11 Greene did not file a motion for new trial alleging ineffective assistance of
counsel, and his trial counsel unexpectedly died forty days after the date that his
judgment of conviction was entered. See Tex. R. App. P. 21.4 (requiring motion for
new trial be filed within thirty days after date judgment signed). Thus, there was no
hearing at which counsel testified regarding trial strategy. See Ex parte Covarrubias, 665
S.W.3d 605, 610 (Tex. Crim. App. 2023) (“We should be circumspect in our analysis
of ineffective assistance claims in light of trial counsel’s inability to respond . . . .”);
Ortiz v. State, 93 S.W.3d 79, 88–89 (Tex. Crim. App. 2002) (“If counsel’s reasons for
his conduct do not appear in the record and there is at least the possibility that the
conduct could have been legitimate trial strategy, we will defer to counsel’s decisions
and deny relief on an ineffective assistance claim on direct appeal.”). Based on the
limited record before us, we cannot conclude that counsel’s conduct was “so
outrageous that no competent attorney would have engaged in it.” Nava, 415 S.W.3d
at 308.
A. No Deficient Performance
“[C]ounsel has a duty to make reasonable investigations or to make a
reasonable decision that makes particular investigations unnecessary . . . .” Strickland,
466 U.S. at 691, 104 S. Ct. at 2066. This duty requires counsel to “investigate the facts
of the case and determine if an expert is necessary to present the defendant’s case to
the jury and, if so, to obtain competent expert assistance.” Ex parte Flores, 387 S.W.3d
626, 636 (Tex. Crim. App. 2012).

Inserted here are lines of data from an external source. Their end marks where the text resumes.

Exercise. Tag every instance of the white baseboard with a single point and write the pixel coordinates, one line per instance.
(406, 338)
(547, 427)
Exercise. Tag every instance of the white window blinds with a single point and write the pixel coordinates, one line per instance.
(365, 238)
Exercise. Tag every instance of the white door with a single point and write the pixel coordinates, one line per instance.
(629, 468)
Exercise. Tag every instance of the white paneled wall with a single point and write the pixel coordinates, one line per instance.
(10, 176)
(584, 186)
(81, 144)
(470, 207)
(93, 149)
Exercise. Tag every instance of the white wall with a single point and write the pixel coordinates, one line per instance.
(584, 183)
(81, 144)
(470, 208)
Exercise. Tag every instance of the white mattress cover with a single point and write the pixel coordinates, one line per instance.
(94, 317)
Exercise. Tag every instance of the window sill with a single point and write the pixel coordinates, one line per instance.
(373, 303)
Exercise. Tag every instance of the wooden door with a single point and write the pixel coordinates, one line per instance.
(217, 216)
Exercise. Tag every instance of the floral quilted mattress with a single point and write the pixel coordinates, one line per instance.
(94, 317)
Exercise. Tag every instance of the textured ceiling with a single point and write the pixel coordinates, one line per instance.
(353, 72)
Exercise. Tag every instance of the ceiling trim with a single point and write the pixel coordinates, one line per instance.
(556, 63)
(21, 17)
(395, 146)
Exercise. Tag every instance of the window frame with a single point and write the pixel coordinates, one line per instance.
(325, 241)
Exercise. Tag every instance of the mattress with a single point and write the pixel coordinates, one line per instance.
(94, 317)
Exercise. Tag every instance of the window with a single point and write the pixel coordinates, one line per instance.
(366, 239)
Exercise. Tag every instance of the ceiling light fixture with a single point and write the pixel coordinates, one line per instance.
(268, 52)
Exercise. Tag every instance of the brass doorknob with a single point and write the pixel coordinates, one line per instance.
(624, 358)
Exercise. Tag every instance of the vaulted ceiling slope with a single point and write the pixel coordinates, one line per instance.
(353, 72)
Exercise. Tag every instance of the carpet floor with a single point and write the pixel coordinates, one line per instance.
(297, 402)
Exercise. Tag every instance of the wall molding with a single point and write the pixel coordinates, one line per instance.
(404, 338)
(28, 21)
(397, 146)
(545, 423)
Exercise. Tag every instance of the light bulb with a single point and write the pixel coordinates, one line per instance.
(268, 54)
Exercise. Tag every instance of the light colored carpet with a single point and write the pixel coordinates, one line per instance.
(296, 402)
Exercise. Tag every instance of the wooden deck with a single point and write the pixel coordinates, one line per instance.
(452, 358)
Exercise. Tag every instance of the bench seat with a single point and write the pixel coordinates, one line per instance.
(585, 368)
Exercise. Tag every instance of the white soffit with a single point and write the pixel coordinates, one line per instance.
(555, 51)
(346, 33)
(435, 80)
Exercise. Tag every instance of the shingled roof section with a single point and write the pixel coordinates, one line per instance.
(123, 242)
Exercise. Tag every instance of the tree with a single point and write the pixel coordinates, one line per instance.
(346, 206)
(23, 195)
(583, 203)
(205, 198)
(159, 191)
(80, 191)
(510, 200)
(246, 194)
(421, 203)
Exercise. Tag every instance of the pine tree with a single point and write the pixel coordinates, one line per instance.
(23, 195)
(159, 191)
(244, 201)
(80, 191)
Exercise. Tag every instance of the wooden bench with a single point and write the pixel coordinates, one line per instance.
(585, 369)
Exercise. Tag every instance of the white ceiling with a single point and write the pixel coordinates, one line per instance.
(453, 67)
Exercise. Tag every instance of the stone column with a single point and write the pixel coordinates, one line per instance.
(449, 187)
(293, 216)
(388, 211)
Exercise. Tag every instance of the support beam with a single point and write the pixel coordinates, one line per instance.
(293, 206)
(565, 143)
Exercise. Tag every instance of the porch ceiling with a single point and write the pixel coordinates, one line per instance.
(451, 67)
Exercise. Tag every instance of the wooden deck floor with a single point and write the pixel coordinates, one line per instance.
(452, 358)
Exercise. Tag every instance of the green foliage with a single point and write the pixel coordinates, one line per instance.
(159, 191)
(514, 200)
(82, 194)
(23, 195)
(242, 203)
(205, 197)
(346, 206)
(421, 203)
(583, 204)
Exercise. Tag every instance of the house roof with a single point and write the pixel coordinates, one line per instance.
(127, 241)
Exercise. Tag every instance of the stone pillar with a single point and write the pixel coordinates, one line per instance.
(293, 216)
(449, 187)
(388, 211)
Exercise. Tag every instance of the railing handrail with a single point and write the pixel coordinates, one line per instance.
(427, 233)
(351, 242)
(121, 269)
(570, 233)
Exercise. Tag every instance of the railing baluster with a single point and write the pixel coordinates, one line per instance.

But “Strickland does not require counsel to
12 investigate every conceivable line of mitigating evidence no matter how unlikely the
effort would be to assist the defendant at sentencing.” Wiggins v. Smith, 539 U.S. 510,
533, 123 S. Ct. 2527, 2541 (2003). Nor does it require counsel “to present mitigating
evidence at sentencing in every case.” Id., 123 S. Ct. at 2541. When counsel ultimately
decides not to investigate or present certain mitigating evidence, Strickland requires
that counsel “put forth enough investigative efforts to base [his] decision . . . on a
thorough understanding of the available evidence.” Ex parte Woods, 176 S.W.3d 224,
226 (Tex. Crim. App. 2005). The decision “must be directly assessed for
reasonableness in all the circumstances.” Wiggins, 539 U.S. at 533, 123 S. Ct. at 2541
(quoting Strickland, 466 U.S. at 691, 104 S. Ct. at 2066).
Here, the record does not demonstrate that counsel put forth an insufficient
investigative effort or that he lacked a thorough understanding of the available
evidence. Rather, it shows that he did investigate the facts of this case and recognized
the evidence both for and against his client in developing a defensive strategy.
For example, Greene’s argument that counsel should have “[i]nvestigate[d]
Huntington’s [d]isease” and presented expert testimony of the same occupies several
pages of his appellate brief. The record reflects, however, that while Greene’s father
and brother had been diagnosed with Huntington’s disease, Greene himself had not.
Counsel was clearly aware of this fact in deciding not to present expert testimony on a
disease that Greene did not have. During Mother’s testimony, counsel confirmed that
Greene had never been diagnosed with Huntington’s disease after she testified that it
13 was a hereditary condition. Counsel did not inquire further or ask any other defense
witnesses about the disease, nor did he mention it during closing argument. We
cannot say that counsel’s strategy in handling the evidence of Huntington’s disease—
or lack thereof—was unreasonable.
Nor can we say that counsel’s strategy in handling the evidence actually related
to Greene’s mental health history was unreasonable. While there was evidence that
Greene had a history of mental illnesses, there was also evidence that he had an
eighteen-year history with methamphetamine and that he had been self-medicating
with it in the weeks before the attack. Indeed, he may have been hallucinating when
he attacked the store clerk, but the evidence revealed that his hallucinations were not
the product of any mental illness but were the direct result of his voluntary
intoxication via methamphetamine.
Greene’s trial counsel, having apparently grasped this evidence, asked the jury
for “mercy.” In his opening statement, counsel told the jury that the evidence would
speak for itself and that Greene, when he attacked the store clerk, “was not capable of
understanding what he was doing, by his own fault.” [Emphasis added.] Counsel asked
the jury, “How long [of a punishment] is enough to teach him, you are not allowed to
self-medicate, Mr. Greene.” Then during the defense’s case, Greene, his mother, and
his sister also asked the jury to show mercy in assessing his sentence.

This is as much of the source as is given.